Note: It humble request to everyone please don't downvote my post .Im not genius or intelligent.Im new to the Algebraic Topology.Try to understand my level of understanding.I feel discourage whenever i get downvote
I have some confusion in this answer
Question : Is the Borsuk-Ulam theorem valid for a torus? In other words, for any map $f: S^1 \times S^1 \rightarrow \mathbb{R^2}$ there is a point $(x,y) \in S^1 \times S^1$ which $f(x,y)=f(-x,-y)?$
Here is the outlined of the given answer
No. With the usual torus embedded in $\mathbb{R}^3$, lying on the $OXY$ plane, one has a natural projection onto that plane, $p:S^1×S^1\to \mathbb{R}^2$, which is continuous.
Two points on the torus have the same image if they are one above the other, in the same vertical line. In particular, they are in the same meridian of the torus, i.e. they have the same first coordinate. So, if $p(a,b) = p(c,d)$, $a = c$. This implies that the Borsuk-Ulam theorem fails on the torus because if $x=-x$, and then $x=0\notin S^1$.
My confusion : Im not getting the statement "they are in the same meridian of the torus, i.e. they have the same first coordinate".
My attempt :If they are in the same meridian of the torus then $p(\theta_1, \theta_2)=p(\theta_1 +\frac{1}{2} , \theta_2 +\frac{1}{2})$
Now take $a=\theta_1$ and $c=\theta_1 +\frac{1}{2} $
$\theta_1=\theta_1 +\frac{1}{2} \implies \theta_1-\theta_1 =\frac{1}{2} \neq 0 \implies a \ne c$
and $\theta_1=\theta_1 +\frac{1}{2} \implies \frac{1}{2} \in S^1$
My question : why they have the same first coordinate in torus ?

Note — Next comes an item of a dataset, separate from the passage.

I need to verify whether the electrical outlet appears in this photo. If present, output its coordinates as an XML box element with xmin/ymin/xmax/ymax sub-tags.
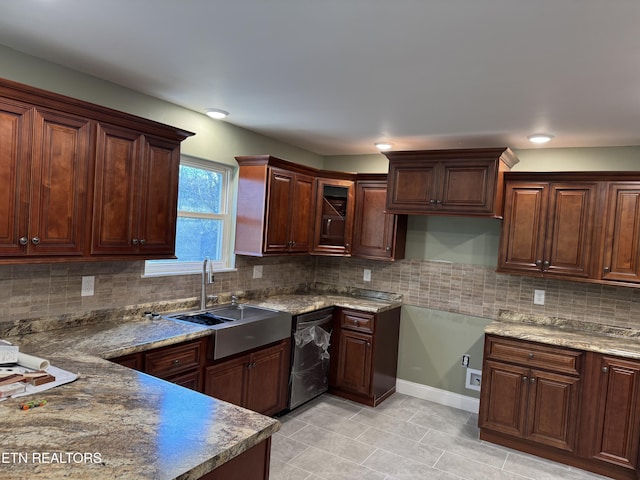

Imagine projecting this torus on the horizontal plane:
Points that are mapped on the same point on the plane lie one above another, and so they have to both be on the same little circle (like the red one). E.g. here the upper point of the red circle will have the same image as its lower point. Points of other small circles, however, will have different projections on the plane.
The first coordinate of a point on a torus is specifying exactly the meridian (small circle) on which the point lies.